The bottom line is that relatively large and rapid falls in oil demand in the OECD North, and sustained demand increase by NICs and LICs can be expected whenever oil prices break through the current, artificially low range of no more than $30-$35/bbl in 2003 dollars. On a composite base, and depending on exactly how far oil prices rise, net world demand can likely increase when or if oil prices rise to levels extending up to $60-per-barrel or perhaps more.
Conclusions
For various economic doctrinal and economic mythical 'reasons' Cheap Oil is seen by the decisionmaking elite in the richer nations as the 'passport to economic growth'. This is a pure fantasy.
Since about 1995 'demand shock' has begun to operate in the world economy for a number of reasons, leading to considerably higher underlying growth rates of world oil demand.
Cheap oil and energy underpin the service oriented 'globalized' economy which drives the urban-industrial reference format, model and framework for economic development and social progress anyplace in the world. This in turn is a powerful motor for continued and strong demand growth for fossil energy, worldwide. Upward potential for personal consumption of fossil fuels is essentially unlimited in this context.
Physical depletion is either rejected or ignored as a price setting factor for oil and gas. Concerning oil there is mounting evidence that net additional production capacity is decreasing every year and may soon fall below the product of new capacity demand + annual lost capacity. By 2008 the world oil market may enter a situation of structural supply deficit. Before that period demand growth, and loss of capacity through accidents, stoppages or sabotage may produce recurring price 'spikes'.
In the case of conventional or classic economic growth, this will be enabled and facilitated at the world or 'composite' level by rising oil prices up to high price levels, probably above $60/barrel in today's dollars.

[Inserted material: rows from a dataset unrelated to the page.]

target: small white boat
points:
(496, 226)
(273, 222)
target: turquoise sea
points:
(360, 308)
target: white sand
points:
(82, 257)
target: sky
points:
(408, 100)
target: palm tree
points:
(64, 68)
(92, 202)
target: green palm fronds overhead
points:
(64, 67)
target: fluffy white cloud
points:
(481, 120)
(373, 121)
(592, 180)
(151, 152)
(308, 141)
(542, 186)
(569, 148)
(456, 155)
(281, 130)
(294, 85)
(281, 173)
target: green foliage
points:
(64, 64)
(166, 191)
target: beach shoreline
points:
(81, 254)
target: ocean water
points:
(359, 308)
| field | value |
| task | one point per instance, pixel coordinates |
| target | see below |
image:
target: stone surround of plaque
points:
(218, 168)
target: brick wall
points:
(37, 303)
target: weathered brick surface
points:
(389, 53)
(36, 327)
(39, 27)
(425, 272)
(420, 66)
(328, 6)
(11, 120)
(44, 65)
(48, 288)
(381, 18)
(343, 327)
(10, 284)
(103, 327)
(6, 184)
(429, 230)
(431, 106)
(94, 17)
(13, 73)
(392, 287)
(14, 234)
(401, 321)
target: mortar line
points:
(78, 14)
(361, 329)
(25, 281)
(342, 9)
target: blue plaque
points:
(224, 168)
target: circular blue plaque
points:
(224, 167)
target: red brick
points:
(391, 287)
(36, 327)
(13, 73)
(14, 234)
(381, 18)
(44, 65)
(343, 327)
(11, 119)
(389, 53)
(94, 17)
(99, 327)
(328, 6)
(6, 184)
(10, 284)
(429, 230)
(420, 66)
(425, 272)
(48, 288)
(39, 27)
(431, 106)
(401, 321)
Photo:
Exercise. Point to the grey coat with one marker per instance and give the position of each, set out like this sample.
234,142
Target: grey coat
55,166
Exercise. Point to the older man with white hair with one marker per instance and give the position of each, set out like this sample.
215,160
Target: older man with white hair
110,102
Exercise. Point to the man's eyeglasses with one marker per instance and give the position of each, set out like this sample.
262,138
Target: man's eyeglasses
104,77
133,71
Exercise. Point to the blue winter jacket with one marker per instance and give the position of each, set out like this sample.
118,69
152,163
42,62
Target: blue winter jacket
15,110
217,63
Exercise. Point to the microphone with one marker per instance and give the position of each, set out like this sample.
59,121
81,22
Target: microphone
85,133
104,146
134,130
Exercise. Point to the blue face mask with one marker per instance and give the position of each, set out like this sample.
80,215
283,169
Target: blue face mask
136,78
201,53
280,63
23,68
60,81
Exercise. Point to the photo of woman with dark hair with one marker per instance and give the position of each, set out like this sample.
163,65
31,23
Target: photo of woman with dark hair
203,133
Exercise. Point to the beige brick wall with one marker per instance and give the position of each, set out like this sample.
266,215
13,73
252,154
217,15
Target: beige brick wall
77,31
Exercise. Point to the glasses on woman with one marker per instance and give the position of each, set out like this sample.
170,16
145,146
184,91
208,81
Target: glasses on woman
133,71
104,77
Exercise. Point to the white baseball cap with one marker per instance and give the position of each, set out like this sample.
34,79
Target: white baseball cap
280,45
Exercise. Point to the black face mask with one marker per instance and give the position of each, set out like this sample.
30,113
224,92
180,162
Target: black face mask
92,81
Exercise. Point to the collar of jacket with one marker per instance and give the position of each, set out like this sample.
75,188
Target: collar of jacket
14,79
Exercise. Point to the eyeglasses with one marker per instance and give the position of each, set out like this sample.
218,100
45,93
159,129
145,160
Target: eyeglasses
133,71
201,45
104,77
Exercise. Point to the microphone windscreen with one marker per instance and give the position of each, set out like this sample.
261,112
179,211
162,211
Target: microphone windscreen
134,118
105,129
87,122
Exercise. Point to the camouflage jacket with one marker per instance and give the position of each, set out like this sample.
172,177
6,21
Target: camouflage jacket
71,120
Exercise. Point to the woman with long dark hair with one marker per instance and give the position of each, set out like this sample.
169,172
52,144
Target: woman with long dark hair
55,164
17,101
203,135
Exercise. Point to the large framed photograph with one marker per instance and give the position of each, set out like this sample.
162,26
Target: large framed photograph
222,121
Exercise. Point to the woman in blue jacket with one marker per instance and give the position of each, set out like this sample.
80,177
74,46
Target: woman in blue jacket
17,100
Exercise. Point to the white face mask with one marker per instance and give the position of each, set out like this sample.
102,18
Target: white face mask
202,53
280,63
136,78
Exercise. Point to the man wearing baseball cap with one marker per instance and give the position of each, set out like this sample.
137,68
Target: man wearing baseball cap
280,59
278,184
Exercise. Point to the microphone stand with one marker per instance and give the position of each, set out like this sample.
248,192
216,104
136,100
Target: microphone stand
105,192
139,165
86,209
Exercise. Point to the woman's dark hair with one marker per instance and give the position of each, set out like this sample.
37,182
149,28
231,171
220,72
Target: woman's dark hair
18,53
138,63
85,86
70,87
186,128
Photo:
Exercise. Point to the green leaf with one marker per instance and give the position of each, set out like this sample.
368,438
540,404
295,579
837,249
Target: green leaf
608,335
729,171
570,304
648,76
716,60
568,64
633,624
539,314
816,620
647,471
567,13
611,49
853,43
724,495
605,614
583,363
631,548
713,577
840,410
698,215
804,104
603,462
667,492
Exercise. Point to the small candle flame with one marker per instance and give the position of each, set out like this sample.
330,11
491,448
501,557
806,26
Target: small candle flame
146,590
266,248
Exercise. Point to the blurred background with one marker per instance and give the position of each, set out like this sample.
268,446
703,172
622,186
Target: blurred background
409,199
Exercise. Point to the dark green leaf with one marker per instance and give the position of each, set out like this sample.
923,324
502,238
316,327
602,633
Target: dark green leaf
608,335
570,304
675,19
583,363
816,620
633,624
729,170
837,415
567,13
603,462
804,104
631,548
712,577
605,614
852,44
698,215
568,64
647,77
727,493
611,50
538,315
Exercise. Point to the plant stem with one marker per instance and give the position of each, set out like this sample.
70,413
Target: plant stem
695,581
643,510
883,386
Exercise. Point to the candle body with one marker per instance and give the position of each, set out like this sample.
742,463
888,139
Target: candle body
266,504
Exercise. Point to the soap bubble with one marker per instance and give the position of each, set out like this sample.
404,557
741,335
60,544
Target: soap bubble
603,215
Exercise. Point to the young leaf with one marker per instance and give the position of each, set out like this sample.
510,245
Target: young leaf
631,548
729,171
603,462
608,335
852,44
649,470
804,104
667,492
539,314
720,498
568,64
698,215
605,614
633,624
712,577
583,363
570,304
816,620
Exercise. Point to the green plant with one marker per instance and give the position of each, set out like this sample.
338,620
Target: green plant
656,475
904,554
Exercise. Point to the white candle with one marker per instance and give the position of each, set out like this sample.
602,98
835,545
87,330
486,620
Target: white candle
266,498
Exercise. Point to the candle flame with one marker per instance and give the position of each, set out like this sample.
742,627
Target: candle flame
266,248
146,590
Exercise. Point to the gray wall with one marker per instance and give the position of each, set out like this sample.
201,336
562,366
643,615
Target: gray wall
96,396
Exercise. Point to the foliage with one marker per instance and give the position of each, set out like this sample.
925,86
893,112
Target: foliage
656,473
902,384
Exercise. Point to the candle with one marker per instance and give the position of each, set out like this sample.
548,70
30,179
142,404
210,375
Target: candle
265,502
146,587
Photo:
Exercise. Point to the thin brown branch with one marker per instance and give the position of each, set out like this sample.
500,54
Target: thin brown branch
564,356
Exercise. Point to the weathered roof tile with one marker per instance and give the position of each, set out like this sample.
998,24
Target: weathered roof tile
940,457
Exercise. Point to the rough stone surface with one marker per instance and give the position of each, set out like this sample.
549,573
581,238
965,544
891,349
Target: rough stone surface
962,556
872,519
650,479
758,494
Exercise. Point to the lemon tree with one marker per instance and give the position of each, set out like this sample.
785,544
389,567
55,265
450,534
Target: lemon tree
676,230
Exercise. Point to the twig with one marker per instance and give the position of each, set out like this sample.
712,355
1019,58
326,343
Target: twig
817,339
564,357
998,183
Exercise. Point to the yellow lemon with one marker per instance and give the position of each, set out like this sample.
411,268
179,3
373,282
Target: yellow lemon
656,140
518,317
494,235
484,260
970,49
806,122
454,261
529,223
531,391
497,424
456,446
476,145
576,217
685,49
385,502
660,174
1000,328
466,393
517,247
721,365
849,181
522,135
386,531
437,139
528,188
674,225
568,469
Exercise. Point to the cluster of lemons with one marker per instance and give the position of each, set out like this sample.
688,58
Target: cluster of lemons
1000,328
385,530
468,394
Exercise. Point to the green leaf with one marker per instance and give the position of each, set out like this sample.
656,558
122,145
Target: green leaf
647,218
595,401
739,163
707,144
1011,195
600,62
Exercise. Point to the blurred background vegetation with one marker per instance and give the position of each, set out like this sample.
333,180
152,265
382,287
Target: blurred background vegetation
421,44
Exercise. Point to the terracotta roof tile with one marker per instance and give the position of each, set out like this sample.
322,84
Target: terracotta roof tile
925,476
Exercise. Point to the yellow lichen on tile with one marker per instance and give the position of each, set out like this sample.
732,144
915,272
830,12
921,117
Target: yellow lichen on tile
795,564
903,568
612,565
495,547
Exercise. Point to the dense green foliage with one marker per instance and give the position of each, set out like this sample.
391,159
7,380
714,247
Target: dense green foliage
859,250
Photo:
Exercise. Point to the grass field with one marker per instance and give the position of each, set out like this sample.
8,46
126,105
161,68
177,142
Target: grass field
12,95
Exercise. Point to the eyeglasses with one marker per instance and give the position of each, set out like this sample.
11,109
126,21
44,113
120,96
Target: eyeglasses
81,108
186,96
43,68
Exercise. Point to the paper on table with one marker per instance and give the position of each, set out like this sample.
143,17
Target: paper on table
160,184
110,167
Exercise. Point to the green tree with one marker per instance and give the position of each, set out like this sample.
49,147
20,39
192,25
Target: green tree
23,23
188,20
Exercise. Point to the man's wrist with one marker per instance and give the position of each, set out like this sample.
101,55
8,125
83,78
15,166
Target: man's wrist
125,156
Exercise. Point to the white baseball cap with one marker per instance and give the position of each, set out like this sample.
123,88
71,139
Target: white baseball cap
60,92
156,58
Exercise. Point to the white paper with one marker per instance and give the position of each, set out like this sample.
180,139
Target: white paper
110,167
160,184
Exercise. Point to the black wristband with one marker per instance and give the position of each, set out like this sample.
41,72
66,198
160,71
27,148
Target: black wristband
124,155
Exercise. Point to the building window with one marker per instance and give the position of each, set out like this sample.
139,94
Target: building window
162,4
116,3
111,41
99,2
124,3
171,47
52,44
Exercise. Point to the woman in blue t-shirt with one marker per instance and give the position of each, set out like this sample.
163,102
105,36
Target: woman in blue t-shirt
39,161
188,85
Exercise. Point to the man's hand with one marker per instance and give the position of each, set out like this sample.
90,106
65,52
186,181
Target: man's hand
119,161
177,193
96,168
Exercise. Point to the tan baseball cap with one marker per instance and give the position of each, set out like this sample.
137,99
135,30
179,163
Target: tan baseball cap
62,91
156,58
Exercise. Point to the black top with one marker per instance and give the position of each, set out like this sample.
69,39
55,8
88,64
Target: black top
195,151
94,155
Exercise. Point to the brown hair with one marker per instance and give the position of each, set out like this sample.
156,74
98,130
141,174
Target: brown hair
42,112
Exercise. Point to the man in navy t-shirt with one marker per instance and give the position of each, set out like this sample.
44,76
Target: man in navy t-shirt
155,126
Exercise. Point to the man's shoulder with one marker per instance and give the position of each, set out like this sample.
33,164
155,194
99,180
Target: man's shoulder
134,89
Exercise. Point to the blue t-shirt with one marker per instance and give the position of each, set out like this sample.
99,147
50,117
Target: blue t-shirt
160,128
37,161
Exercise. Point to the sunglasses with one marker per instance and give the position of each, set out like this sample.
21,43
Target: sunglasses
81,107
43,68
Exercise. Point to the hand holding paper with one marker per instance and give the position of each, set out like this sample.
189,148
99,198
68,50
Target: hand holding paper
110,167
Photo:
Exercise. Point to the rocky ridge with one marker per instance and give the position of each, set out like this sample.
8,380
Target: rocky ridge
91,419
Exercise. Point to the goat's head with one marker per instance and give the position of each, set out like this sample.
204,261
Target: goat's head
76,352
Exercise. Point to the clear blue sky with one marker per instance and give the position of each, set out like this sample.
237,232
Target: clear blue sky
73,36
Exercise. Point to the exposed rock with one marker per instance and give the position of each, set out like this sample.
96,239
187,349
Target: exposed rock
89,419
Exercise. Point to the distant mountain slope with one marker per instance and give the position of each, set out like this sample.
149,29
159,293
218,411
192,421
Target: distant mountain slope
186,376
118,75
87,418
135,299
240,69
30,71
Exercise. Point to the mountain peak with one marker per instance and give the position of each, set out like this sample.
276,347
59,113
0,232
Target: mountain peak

Also because of depletion, but in addition because of environment and climate limits, energy transition away from fossil fuels must and will happen. Price signals, in the existing economic system and framework, are needed if this is to start, and to build from the immediate near term. Existing and developing frameworks provide by the Kyoto Treaty offer some potential for adaptation and direction to the task and goals of energy transition.